O “Público” parece ter descoberto as questões relacionadas com mobilidade. Só é pena que, avaliando pelo suplmento da semana passada, esteja a servir-se dela para promover questões que com ela nada têm a ver, pelo menos diretamente.
Num primeiro artigo, anuncia-nos que “já compramos muitas bicicletas – para andar faltam as ciclovias”. Eu sou um defensor da criação de ciclovias em cidades congestionadas por trânsito automóvel (não necessariamente em lugares turísticos só para efeitos de recreio, como se vê agora). Mas, como utilizador quotidiano de bicicleta (sem ciclovias), não posso aceitar que um jornal “decida” que só com ciclovias é que se pode andar de bicicleta. Essa é uma decisão pessoal, que deve ser estimulada (e a criação de ciclovias onde se justifiquem é um bom estímulo), mas que não deve depender nem ficar à espera da criação das mesmas.
Mas o exemplo mais gritante da utilização das questões da mobilidade para fins políticos que lhe são alheios é esta entrevista onde se defende que “sem regionalização não haverá transportes públicos de qualidade”. Eu compreendo que uma rede integrada de transportes públicos extravasa as autarquias, que têm que atuar em rede de uma forma concertada. Mas o principal problema nos transportes públicos em Portugal é a dispersão de operadores – de empresas.

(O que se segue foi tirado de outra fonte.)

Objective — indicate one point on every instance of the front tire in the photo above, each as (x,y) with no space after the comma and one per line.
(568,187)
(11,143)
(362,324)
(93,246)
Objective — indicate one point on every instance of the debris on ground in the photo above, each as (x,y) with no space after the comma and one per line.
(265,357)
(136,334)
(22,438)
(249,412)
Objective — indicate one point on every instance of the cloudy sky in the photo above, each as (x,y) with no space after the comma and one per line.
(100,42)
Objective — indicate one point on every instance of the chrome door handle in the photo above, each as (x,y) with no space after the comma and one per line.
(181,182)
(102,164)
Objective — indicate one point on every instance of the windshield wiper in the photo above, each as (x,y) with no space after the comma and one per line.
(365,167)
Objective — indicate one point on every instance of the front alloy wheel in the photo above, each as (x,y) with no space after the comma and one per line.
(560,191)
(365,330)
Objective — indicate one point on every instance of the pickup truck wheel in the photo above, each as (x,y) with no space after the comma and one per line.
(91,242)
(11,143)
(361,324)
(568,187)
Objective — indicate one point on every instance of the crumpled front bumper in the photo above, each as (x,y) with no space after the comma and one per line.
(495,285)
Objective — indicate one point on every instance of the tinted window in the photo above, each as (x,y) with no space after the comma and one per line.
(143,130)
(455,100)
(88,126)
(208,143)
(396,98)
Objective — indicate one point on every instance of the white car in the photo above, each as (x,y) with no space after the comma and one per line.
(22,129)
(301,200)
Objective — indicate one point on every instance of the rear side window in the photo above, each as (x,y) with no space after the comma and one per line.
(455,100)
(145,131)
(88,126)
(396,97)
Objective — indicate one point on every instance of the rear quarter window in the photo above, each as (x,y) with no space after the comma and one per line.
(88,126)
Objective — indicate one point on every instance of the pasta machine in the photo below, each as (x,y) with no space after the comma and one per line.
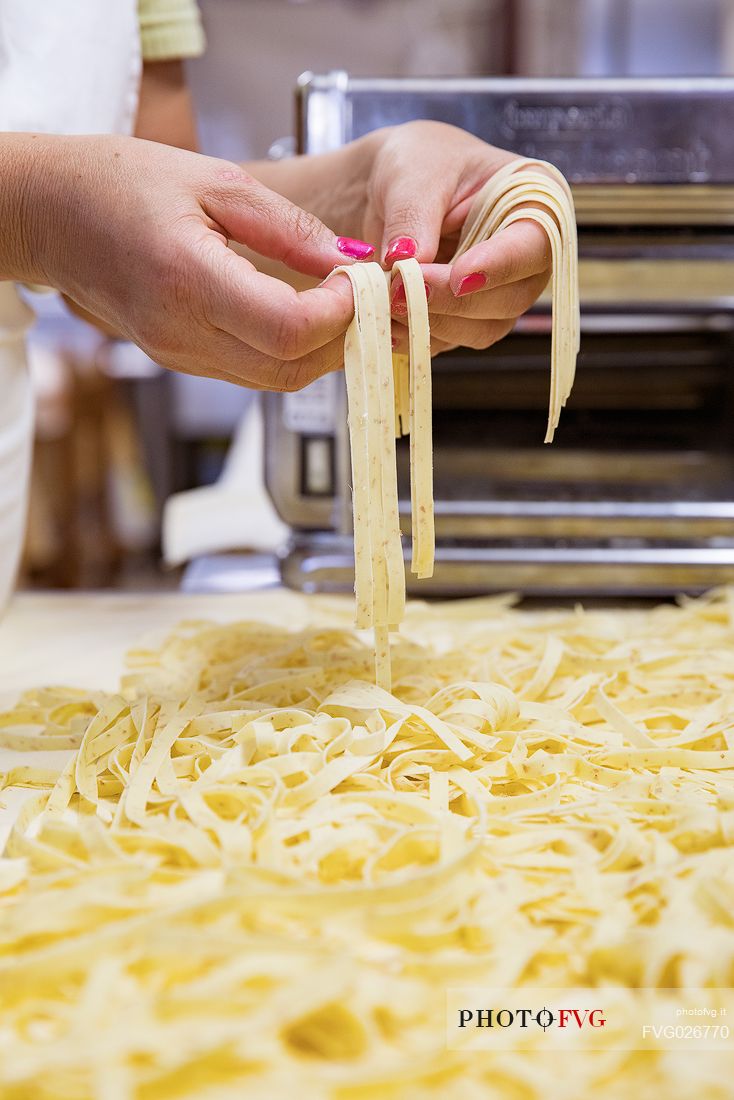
(636,494)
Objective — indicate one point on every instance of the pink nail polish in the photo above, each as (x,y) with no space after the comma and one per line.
(471,283)
(401,248)
(358,250)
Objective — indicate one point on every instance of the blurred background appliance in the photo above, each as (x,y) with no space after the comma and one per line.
(117,435)
(636,495)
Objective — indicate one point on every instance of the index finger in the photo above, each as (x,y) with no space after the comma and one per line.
(515,253)
(267,314)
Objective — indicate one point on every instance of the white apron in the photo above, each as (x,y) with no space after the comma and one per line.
(66,66)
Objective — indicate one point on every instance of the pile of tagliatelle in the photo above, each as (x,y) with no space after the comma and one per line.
(259,873)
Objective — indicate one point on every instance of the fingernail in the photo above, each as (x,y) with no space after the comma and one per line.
(471,283)
(401,248)
(358,250)
(398,304)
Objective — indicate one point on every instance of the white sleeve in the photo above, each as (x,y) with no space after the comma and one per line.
(15,433)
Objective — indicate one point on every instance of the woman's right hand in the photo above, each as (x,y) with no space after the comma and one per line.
(137,233)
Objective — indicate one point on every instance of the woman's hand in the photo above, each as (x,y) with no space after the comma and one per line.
(423,178)
(137,233)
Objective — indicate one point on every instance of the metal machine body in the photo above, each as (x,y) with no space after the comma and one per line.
(636,495)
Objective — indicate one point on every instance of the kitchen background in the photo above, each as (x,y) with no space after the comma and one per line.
(114,433)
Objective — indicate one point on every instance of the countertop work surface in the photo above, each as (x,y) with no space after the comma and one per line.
(79,639)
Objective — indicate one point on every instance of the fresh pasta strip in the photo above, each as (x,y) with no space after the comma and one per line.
(420,417)
(259,872)
(549,202)
(379,569)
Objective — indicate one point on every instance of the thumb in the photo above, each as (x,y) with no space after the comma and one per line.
(261,219)
(414,211)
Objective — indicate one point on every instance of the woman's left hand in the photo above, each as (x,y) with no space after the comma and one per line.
(424,176)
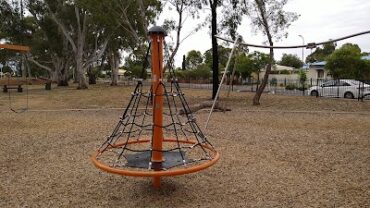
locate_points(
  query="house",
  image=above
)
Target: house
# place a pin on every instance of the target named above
(317, 70)
(278, 72)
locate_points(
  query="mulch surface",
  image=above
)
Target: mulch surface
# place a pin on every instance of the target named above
(288, 152)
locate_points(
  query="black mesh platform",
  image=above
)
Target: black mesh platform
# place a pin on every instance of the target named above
(141, 160)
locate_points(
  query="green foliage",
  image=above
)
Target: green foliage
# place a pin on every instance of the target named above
(202, 72)
(291, 86)
(321, 54)
(284, 71)
(269, 17)
(273, 82)
(346, 62)
(291, 60)
(244, 65)
(302, 76)
(223, 56)
(193, 59)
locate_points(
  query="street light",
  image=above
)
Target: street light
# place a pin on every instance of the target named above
(302, 47)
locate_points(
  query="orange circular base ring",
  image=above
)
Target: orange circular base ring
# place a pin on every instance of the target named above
(179, 171)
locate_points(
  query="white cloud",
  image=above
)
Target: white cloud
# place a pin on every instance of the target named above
(320, 20)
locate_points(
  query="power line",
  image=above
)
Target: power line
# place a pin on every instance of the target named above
(308, 45)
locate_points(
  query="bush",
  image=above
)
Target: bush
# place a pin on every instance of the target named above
(273, 82)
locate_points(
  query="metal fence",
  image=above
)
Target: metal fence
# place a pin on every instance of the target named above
(336, 88)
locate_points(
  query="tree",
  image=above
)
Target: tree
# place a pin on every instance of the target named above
(291, 60)
(50, 48)
(77, 26)
(244, 65)
(320, 54)
(269, 17)
(182, 8)
(194, 59)
(346, 62)
(127, 22)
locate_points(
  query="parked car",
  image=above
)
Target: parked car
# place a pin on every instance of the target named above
(342, 88)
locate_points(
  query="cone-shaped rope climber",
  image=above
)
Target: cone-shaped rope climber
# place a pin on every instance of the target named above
(151, 139)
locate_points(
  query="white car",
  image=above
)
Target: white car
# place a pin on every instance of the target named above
(342, 88)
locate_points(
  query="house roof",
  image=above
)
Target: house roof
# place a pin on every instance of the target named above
(319, 63)
(277, 67)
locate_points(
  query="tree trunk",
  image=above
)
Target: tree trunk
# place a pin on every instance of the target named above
(63, 78)
(214, 48)
(80, 72)
(114, 62)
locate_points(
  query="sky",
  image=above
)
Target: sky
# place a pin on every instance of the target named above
(319, 20)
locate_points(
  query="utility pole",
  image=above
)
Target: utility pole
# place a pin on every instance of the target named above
(302, 48)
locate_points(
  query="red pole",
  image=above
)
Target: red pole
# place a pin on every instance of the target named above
(157, 35)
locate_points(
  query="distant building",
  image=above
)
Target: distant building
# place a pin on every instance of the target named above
(317, 71)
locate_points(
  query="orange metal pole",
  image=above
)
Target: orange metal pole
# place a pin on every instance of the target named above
(157, 37)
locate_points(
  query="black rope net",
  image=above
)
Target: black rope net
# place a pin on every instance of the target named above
(131, 143)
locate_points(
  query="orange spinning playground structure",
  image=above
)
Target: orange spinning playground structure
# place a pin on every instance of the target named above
(151, 138)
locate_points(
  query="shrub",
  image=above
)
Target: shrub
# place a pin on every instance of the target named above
(291, 87)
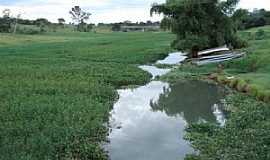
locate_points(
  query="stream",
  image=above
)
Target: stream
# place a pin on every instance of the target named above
(148, 122)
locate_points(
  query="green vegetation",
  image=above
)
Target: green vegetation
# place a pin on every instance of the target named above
(200, 24)
(57, 89)
(246, 134)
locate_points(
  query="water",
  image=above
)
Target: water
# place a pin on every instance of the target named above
(147, 123)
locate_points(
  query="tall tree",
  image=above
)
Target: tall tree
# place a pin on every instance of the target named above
(6, 21)
(199, 24)
(79, 16)
(61, 21)
(6, 13)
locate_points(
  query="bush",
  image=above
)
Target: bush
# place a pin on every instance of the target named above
(241, 86)
(244, 137)
(233, 83)
(249, 64)
(260, 34)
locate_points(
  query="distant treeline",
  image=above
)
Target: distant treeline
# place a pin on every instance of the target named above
(117, 26)
(246, 19)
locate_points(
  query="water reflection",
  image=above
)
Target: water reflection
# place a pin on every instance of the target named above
(148, 123)
(194, 100)
(138, 133)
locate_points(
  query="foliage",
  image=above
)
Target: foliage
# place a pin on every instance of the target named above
(245, 19)
(260, 34)
(57, 89)
(245, 136)
(5, 24)
(199, 24)
(79, 17)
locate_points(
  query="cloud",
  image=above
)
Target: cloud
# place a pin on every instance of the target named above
(102, 10)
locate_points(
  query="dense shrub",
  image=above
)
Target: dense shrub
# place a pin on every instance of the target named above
(260, 34)
(246, 135)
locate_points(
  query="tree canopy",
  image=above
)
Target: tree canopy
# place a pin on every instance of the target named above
(199, 24)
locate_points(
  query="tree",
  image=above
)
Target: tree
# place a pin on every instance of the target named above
(16, 23)
(199, 24)
(6, 21)
(61, 21)
(6, 13)
(42, 23)
(79, 16)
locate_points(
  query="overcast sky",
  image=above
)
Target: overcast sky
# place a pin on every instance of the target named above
(102, 10)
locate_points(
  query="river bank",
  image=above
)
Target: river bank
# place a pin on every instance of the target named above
(246, 133)
(148, 122)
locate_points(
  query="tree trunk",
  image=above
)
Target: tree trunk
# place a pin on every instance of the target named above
(194, 52)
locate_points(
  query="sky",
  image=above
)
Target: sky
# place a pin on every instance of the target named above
(104, 11)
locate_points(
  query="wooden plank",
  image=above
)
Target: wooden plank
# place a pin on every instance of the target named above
(212, 50)
(217, 60)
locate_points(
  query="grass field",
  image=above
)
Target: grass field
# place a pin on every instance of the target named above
(56, 89)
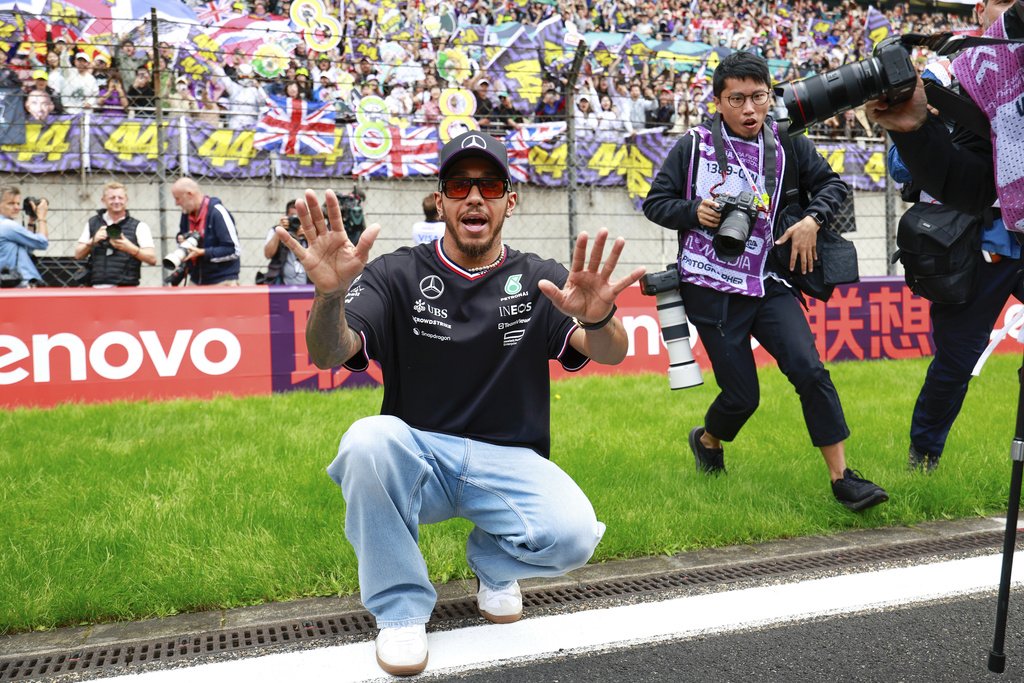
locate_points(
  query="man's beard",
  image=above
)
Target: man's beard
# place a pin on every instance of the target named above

Só na cidade de Lisboa tem-se a Carris, o Metro e a CP. Na região de Lisboa acrescem a Fertagus e inúmeras operadoras municipais, todas elas representando entidades patronais distintas, praticando diferentes tarifários, com diferentes bilhetes. Poderia argumentar-se que se estas empresas fossem fundidas todas numa entidade regional, tudo funcionaria de uma forma muito mais integrada. Mas a regionalização não garantiria isso (no caso de Lisboa, Carris, Metro e CP andam muitas vezes de costas voltadas e são três empresas do estado – serem “regionalizadas” não resolveria por si nada se continuassem a ser três entidades independentes). Por outro lado, fundir estas empresas (no caso do Metro e da Carris) e colocá-las (com a CP Lisboa e todos os operadores municipais) sob a alçada de uma autoridade metropolitana de transportes (que poderia perfeitamente ser uma entidade supramunicipal) não implica regionalização nenhuma. Desde que houvesse um regime de tarifas (bilhetes e passes) compatível, a responsabilidade pela adequação da oferta, em cada município, poderia ser da responsabilidade da câmara respetiva. (No caso de Lisboa, a Carris e o Metro pertencem não à Câmara mas ao Estado, uma questão bem mais controversa. Mas a entrevista não a aborda.)
Tudo o que eu aqui disse também se aplica ao Porto, substituindo Carris por STCP, e a outras autarquias. Defender que só com a regionalização pode haver transportes públicos de qualidade, para além de um tiro no pé para quem quer defender os transportes públicos, parece-me uma enormíssima desonestidade política. A regionalização tem outras implicações profundas, e que nada têm a ver com transportes públicos.